A autora também cita que outro caminho pertinente para situar o pensamento do memorialista é procurar compreendê-lo na sensibilidade de um poeta abolicionista e de um homem que se alegrava com as manifestações populares consideradas nacionais pelo seu olhar patriótico.Era apaixonado pela cultura popular e, ao mesmo tempo, tornou-se seu revelador, desafiando cânones clássicos de sua época e as estratégias mercadológicas de qualquer historiador do presente que queira estudar a festa, pois ambos se misturam e interpenetram proporcionado à abertura de uma janela para o estudo da cultura popular, sem deixar jamais de ser um filtro daquelas manifestações.
4)Conclusão sobre o texto: Martha conclui seu texto afirmando que trabalhou com diferentes versões da festa e procurou confrontar as descrições das manifestações com os significados plausíveis para época.Apesar de toda a legitimidade proveniente da comparação entre as fontes utilizadas, Martha entende que se deva ir mais longe e considerar a versão nacionalista de Mello Moraes Filho como uma possibilidade de existência da própria festa.Ou seja, para ela, Moraes Filho não inventou uma tradição nacional completamente atemporal ou irreal; a sua idéia de nação era histórica e socialmente possível naquele momento.A união do “povo”, proposta pelo autor em termos étnicos, mas principalmente culturais, através das festas, danças e ritmos, não era completa, nem mesmo sua versão nacionalista.Encontrava limites na existência de um nível parcial de mistura cultural e populacional, onde, por exemplo, o batuque ainda era um sinal africano bem mais difícil de ser integrado.Então ao defender e propagar uma nação possível, e não apenas arbitrariamente unida daquele momento histórico, cresce a viabilidade de se considerar a versão de Moraes Filho como uma importante janela de festa, e, mais uma vez, de se resgatar a originalidade do autor dentro de seu contexto intelectual.Assim as festas do Divino, por exemplo, criavam um local de encontros e comunicação entre variados segmentos sociais e gêneros musicais.As pessoas que freqüentavam, apesar de suas diferenças e possíveis conflitos, tinham a oportunidade de compartilhar e intercambiar risos, movimentos, ritmos e danças variadas.Embora Moraes Filho privilegiasse a “decadência” da festa, havia sempre a possibilidade do público experimentar e inventar algo novo.Assim, se a prática de se intercambiar e confundir expressões culturais nas festas do Divino, como também nas festas populares religiosas, proporcionou inspiração para Moraes Filho criar uma certa tradição nacional, o autor não estava apenas delirando em terreno ideológico.
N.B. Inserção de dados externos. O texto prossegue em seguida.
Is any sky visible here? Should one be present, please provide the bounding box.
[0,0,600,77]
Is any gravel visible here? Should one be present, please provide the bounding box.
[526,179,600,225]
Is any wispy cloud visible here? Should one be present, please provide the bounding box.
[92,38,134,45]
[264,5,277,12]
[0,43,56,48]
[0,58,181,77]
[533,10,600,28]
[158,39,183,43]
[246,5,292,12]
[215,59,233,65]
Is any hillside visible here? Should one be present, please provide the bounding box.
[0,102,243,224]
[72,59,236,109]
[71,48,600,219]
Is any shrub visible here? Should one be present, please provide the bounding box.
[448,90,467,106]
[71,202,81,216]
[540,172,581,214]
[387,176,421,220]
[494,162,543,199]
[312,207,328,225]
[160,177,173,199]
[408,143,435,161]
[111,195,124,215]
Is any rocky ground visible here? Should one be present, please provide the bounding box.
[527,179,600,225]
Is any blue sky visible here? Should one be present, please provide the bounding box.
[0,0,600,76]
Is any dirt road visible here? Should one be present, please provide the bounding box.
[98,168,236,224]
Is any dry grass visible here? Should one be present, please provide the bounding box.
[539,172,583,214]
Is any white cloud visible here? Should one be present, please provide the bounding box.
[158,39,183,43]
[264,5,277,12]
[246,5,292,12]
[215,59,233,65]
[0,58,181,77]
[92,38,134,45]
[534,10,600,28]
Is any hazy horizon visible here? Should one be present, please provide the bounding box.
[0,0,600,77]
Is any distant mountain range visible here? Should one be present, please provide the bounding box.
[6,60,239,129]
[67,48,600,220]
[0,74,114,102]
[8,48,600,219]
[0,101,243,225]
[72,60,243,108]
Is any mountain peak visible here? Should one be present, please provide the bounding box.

Então a autora do texto conclui que Moraes Filho pode ser visto como um dos primeiros teóricos desta aproximação, redefinindo positivamente a relação com a cultura popular, muito antes das décadas de 1920 e 1930, momento em que passaria a ser homogenia, definitiva e digna de orgulho a nacionalização das manifestações populares, especialmente suas festas, danças e ritmos.Martha finaliza, afirmando que, Moraes Filho, desta forma, voltava a ser especial em seu próprio tempo.